C. Maxwell Stanley
|C. Maxwell Stanley|
New York City
|Education||University of Iowa: 1926 B.S., engineering; 1930 M.S., hydraulic engineering|
|Children||David (b. 1928); Richard (b. 1933); Jane (b. 1936)|
|Engineering discipline||civil engineering, engineering consulting|
|Institution memberships||Stanley Consultants|
|Significant projects||Waging Peace : A Businessman Looks at United States Foreign Policy, The Consulting Engineer, A guide to survival: Managing global problems|
Claude Maxwell "Max" Stanley (1904–1984) was an American engineer, entrepreneur, philanthropist, peace activist, author and world citizen. He founded Stanley Consultants, an engineering and consulting firm, in 1939 with his younger brother Art. In 1943 he co-founded HON Industries, originally named Home-O-Nize, an office furniture manufacturing company; and,along with his wife Elizabeth, created and endowed the Stanley Foundation in 1956, which is an international relations think tank which focuses on "the promotion of public understanding, constructive dialog and cooperative action on critical international issues.". All three organizations are headquartered in Muscatine, Iowa, U.S.A.
Mr. Stanley provided leadership in a number of engineering societies. He was a Fellow of the American Society of Civil Engineers, the Institute of Electrical and Electronics Engineers, the American Society of Mechanical Engineers, and the American Consulting Engineers Council.

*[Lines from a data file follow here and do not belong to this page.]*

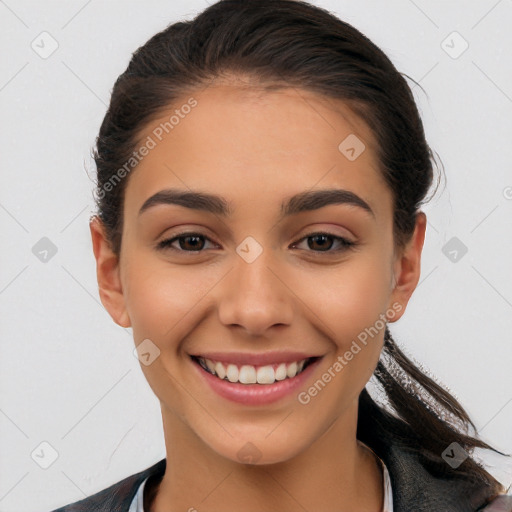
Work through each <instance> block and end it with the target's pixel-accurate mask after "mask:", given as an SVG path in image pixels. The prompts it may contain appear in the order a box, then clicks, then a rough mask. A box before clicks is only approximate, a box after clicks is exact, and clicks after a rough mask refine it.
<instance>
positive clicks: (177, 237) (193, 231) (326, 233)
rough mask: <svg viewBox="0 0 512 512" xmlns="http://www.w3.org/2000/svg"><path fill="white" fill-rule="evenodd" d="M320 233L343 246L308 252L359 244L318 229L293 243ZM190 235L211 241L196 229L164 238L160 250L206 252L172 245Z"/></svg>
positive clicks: (334, 253) (159, 247) (192, 251)
mask: <svg viewBox="0 0 512 512" xmlns="http://www.w3.org/2000/svg"><path fill="white" fill-rule="evenodd" d="M318 235H323V236H327V237H330V238H334V239H335V240H338V241H339V242H340V244H341V247H339V248H338V249H334V250H331V249H328V250H326V251H314V250H307V251H306V252H312V253H318V254H322V253H325V254H337V253H340V252H342V251H346V250H348V249H354V248H355V246H356V245H357V243H356V242H352V241H350V240H347V239H346V238H343V237H341V236H337V235H333V234H332V233H326V232H324V231H318V232H314V233H310V234H308V235H306V236H304V237H302V238H301V239H300V240H298V242H296V243H295V244H293V245H296V244H297V243H299V242H302V241H303V240H307V239H308V238H313V237H315V236H318ZM189 236H195V237H201V238H205V239H206V240H209V241H210V242H211V240H210V239H209V237H207V236H206V235H203V234H201V233H197V232H194V231H185V232H183V233H179V234H177V235H176V236H174V237H172V238H168V239H166V240H162V241H161V242H159V243H158V245H157V249H159V250H166V249H170V250H171V251H174V252H181V253H193V254H194V253H195V254H199V253H202V252H204V249H201V250H198V251H186V250H184V249H177V248H176V247H172V246H171V244H172V243H174V242H175V241H178V240H179V239H180V238H186V237H189Z"/></svg>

He was a member of the National Society of Professional Engineers, the Iowa Engineering Society (Honorary Member and Past President), the Illinois Society of Professional Engineers, and the Consulting Engineers Council/Iowa. He was the first Chairman of the UI Foundation's President's Club and was a member of the Foundation Board for nine years, including four as Chairman. He was one of the College of Engineering's most outstanding graduates and extensively supported The University of Iowa, including the donation of over $2 million and a major art collection to the UI Foundation after his death in 1984.
Mr. Stanley died from a heart attack while on a business trip to New York City.
In 2003, the Hydraulics Laboratory of the University of Iowa was renamed in honor of 1926 engineering graduate C. Maxwell Stanley. The structure is home to the College of Engineering’s IIHR—Hydroscience & Engineering.